I’m not sure how well that definition works with Arendt’s general description, but there certainly was a group of intellectuals in the late 19th and early 20th Century, and I think there would be general agreement on its members. Today, we don’t actually have many intellectuals in that sense. Instead, we have experts, people wired into the economic and social structure who are thought to have special expertise in some area of study. Judge Richard Posner of the Seventh Circuit wrote a book about this issue, Public Intellectuals: A Study in Decline. This is from a review in the Economist:

He starts off by ruling out what most of us would take as archetypal intellectuals: scientists who explain science to lay people (eg, Steven Weinberg), philosophers with an influential vision of society (eg, John Rawls or Robert Nozick) and literary intellectuals of high Bohemia (eg, Susan Sontag). No, his public intellectuals are really pundits: people who opine about issues of the day on television or in newspaper columns. On the theory that if it’s real it must be countable, he ranks what he calls the top 100 on the basis of scholarly citations, media mentions and web hits.

Here’s Posner’s expanded list of over 600 public intellectuals. Arendt made the list, and it’s fun to see the people who are quoted or sought on the internet 15 years ago; for example, David Brooks and David Broder are there, next to each other. Posner says the problem is that the then current crop of pundits (who are a subset of that list) is really bad at opining. As you would expect from the founder of the Law and Economics movement, he explains this with simplistic ideas about supply and demand. He says there are too many commentators, and that they are not held accountable for their errors, which is obviously true.

There have been a number of studies of the ability of experts to predict the future. In this review in the New Yorker Louis Menand (also on the list, and deservedly) discusses Expert Political Judgment: How Good Is It? How Can We Know? by Philip Tetlock, a Berkeley psychologist and researcher. It turns out experts aren’t good at predicting the future either in their own fields or in other areas.

Posner is quite right that those who spout what Paul Krugman (on the list) calls zombie ideas are never held accountable for being totally wrong. Instead, their views are considered highly valuable by policy makers. This, of course, shows how badly Posner has missed the real problem. Pundits and experts who shriek about deficits and inflation in today’s economy are prized by those who serve the interests of the rich, and who provide their PR.

Until the last few years, the elites have generally agreed on policies on most issues. You can see a good example in the way the New York Times discusses the refusal of the Republicans to govern, as in this astonishing piece by Jennifer Steinhauer. The destruction of institutional norms that once made government work under our ancient Constitution is now perfectly normal for our elites. For another, and more dangerous example, there is nearly universal agreement among the elites that prosecuting bank executives for their crimes that crashed the economy would not be possible.

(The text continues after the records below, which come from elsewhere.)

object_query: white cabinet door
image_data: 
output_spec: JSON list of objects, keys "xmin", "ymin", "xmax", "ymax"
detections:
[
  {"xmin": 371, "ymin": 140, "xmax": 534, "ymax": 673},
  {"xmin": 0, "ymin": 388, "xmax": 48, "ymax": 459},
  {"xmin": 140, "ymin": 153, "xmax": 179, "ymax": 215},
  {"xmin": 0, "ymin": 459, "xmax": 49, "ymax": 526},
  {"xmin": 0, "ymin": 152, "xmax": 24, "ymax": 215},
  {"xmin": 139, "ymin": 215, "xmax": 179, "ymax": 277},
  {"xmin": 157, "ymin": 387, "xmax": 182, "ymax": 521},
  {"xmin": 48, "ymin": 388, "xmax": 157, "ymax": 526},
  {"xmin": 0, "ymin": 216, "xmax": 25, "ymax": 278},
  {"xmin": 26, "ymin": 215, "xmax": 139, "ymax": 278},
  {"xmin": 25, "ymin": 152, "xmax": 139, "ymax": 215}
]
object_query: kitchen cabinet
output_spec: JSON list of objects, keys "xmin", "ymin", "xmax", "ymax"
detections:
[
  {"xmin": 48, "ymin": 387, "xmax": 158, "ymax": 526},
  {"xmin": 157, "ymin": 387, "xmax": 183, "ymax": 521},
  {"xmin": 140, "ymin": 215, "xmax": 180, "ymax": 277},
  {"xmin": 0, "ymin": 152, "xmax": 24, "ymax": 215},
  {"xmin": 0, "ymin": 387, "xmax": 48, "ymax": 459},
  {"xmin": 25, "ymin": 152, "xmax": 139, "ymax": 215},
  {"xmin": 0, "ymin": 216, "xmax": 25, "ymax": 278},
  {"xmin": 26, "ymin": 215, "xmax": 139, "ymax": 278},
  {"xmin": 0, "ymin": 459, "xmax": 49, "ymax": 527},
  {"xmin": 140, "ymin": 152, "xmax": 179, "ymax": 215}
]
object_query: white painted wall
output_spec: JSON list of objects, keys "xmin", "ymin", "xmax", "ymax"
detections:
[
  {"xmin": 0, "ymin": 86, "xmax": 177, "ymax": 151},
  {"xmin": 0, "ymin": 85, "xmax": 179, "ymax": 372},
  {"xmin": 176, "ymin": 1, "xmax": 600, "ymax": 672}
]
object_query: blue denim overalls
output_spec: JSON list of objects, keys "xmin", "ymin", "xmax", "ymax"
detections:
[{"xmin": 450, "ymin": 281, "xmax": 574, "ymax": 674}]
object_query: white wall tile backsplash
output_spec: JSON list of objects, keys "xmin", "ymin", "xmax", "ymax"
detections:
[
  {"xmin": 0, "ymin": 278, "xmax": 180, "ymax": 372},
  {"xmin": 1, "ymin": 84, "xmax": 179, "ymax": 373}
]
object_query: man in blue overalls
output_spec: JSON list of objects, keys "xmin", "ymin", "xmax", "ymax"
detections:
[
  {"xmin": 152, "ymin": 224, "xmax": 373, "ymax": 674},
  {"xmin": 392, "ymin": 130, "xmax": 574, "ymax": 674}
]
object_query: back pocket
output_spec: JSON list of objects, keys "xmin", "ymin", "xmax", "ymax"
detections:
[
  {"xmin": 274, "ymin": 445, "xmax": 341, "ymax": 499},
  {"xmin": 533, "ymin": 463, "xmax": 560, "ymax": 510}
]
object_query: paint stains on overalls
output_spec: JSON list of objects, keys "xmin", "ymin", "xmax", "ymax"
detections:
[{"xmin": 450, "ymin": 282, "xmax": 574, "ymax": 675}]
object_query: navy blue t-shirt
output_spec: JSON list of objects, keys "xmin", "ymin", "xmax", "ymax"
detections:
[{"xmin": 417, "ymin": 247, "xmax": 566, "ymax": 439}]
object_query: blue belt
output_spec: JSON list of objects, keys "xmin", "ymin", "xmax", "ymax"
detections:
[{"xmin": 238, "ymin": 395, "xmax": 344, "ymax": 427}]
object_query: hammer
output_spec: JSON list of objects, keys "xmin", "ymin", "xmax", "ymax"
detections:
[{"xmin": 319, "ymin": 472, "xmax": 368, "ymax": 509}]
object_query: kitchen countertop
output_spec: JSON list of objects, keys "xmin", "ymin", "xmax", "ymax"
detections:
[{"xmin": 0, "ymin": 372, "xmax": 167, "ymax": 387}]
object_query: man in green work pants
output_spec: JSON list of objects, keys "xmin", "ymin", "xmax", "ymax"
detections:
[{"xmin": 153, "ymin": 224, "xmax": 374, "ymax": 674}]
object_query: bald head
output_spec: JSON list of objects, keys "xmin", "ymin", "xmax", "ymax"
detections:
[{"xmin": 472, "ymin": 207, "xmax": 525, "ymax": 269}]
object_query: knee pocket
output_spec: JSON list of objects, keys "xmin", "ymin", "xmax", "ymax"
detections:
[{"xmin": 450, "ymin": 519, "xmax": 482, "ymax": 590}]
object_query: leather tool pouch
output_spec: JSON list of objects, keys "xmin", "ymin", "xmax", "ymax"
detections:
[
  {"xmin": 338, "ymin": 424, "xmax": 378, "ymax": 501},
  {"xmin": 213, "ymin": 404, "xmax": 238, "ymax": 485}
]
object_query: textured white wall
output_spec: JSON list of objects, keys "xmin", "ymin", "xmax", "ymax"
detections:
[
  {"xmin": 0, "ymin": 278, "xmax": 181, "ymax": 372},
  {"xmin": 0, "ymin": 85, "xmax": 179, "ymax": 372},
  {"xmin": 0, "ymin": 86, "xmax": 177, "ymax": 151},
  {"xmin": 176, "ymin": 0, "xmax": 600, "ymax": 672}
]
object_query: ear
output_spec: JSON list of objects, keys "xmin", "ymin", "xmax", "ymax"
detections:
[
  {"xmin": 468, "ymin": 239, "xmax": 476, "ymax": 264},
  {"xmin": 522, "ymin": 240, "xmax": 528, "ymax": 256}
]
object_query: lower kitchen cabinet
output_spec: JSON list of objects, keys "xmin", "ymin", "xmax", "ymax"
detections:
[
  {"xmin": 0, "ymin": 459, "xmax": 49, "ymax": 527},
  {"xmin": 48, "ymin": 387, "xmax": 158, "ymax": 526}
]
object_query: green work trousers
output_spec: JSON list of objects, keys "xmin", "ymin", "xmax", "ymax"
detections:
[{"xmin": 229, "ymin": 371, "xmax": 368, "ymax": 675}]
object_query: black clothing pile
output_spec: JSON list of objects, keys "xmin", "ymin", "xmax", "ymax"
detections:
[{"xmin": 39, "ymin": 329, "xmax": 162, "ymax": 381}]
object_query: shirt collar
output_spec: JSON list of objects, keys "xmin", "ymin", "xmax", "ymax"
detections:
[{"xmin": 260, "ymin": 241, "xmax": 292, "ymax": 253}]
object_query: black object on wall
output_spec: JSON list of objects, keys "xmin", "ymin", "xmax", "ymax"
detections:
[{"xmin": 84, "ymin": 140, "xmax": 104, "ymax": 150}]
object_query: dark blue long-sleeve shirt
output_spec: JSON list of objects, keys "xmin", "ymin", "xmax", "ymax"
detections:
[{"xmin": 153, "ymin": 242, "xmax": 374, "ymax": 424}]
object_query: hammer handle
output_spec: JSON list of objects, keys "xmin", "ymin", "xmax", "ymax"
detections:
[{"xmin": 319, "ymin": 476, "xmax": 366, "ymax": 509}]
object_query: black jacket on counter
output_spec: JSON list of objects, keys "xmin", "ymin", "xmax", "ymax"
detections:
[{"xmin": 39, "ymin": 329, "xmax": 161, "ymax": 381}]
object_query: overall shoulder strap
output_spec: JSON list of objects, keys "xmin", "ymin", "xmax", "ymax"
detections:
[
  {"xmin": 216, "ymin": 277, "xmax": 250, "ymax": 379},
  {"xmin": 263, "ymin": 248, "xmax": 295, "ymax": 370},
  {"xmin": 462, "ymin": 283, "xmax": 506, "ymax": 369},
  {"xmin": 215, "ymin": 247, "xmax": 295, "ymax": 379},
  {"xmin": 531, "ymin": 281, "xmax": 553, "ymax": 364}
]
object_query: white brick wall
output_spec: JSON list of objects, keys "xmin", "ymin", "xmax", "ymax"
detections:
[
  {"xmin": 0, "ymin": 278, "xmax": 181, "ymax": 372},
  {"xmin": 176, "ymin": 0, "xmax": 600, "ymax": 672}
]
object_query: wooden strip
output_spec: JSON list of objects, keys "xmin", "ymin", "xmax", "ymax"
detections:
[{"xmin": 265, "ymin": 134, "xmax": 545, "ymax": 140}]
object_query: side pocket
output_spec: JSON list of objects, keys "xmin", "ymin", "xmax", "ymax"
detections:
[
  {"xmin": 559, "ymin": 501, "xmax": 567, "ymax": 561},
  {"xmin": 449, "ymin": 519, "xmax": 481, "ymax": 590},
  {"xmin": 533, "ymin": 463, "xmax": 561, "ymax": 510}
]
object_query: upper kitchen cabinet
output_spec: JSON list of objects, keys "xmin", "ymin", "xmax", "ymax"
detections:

In fact, the elites generally agree that none of them can be held accountable for any of their actions, regardless of the damage done . We can no more punish Rick Snyder for poisoning Flint families than we could punish anyone for Iran-Contra or the top executives of American Water for failing to notice that the water they had privatized and sold to the people of Charleston WV was sickening. It mustn’t be done.

That kind of consensus indicates that the large bulk of our public intellectuals are completely indifferent to and unaware of the level of anger at the corruption that affects every aspect of our public lives. Zephyr Teachout explains corruption succinctly: the use of public office for private gain. Our elites refuse to accept this definition. There is no better proof that we need new elites.

Note: this post was updated by expanding paragraph 1) above.